Ho trovato grande consolazione nel leggere ‘Fine pena: ora’, di Elvio Fassone, che ha tenuto una corrispondenza di 28 anni con un mafioso da lui stesso condannato all’ergastolo. La sua risposta credo di averla fatta mia: la pena che Glay sta scontando è quella, riguarda il suo passato, e non può essere né cancellata, né ulteriormente aumentata. Sono tutti buoni a comportarsi in modo corretto e rispettoso con il Dalai Lama; è quando rispetti la legge con chi non ha le tue possibilità di difesa, di comunicazione, che dimostri di credere a quella stesse legge che lo costringe in carcere. Sono due facce della stessa medaglia, non si può sceglierne solo una: è umano, ma sarebbe ipocrita.
D: Sempre a proposito del romanzo, chi fosse il coautore è stato dichiarato con grande chiarezza, non avete avuto tu e l’editore, un po’ di paura che questo potesse nuocere al libro? Un rifiuto aprioristico da parte dei lettori?
R: Sì, questa paura c’è stata. E c’è ancora. Ma se fai solo cose sicure, prima o poi ti vieni a noia da solo.
D: il libro sta scalando le classifiche. Cosa dice e soprattutto cosa ti chiede Glay ora?
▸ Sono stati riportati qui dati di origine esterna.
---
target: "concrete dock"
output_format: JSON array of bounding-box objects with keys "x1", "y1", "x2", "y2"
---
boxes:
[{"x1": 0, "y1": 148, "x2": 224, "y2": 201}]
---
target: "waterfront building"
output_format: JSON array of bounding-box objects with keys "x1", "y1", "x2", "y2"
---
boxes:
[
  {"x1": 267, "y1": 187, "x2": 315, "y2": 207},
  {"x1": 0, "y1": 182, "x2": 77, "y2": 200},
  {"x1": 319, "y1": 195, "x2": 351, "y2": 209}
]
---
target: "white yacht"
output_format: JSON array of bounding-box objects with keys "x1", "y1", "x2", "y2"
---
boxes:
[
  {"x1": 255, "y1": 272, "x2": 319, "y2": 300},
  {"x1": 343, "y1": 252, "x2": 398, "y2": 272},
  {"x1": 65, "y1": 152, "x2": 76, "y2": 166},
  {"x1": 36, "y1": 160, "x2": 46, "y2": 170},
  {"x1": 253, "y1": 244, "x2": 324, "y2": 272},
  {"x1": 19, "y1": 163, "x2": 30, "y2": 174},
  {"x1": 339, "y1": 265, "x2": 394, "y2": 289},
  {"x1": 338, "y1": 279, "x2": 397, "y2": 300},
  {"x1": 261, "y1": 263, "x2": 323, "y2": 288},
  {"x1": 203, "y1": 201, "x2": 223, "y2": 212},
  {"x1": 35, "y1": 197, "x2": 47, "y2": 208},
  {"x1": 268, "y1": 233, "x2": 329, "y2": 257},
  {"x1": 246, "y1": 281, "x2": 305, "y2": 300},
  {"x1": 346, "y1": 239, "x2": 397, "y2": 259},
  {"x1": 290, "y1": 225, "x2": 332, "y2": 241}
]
R: Credo che la cosa che gli farebbe più piacere sia fare insieme qualche presentazione ‘fuori’. Anche se l’idea di dover parlare in pubblico al momento credo lo imbarazzi… Stiamo tentando di organizzarle. Spero bene.
D: Un tuo collega ha scritto “ Curarsi con i libri”. Esiste un libro che rileggi per i suoi effetti terapeutici, un tuo libro feticcio?
R: Il Novissimo Borzacchini Universale, dizionario ragionato della lingua livornese ad uso delle persone colte e dei pisani. Il mio manuale di umorismo. Se dovessi ritrovarmi sull’isola deserta, la scelta cadrebbe su quello o sulla divina commedia. Se fossi certo che un giorno mi ritroveranno, opterei per Dante, ma solo in funzione del pubblico…
D: esiste davvero la cella liscia?
R: Pare di sì. Non ne ho mai vista una, ma ci sono molte testimonianze coerenti tra di loro. Non posso quindi dire con certezza che c’è, ma dovendo scommetterci, ci metterei una somma considerevole.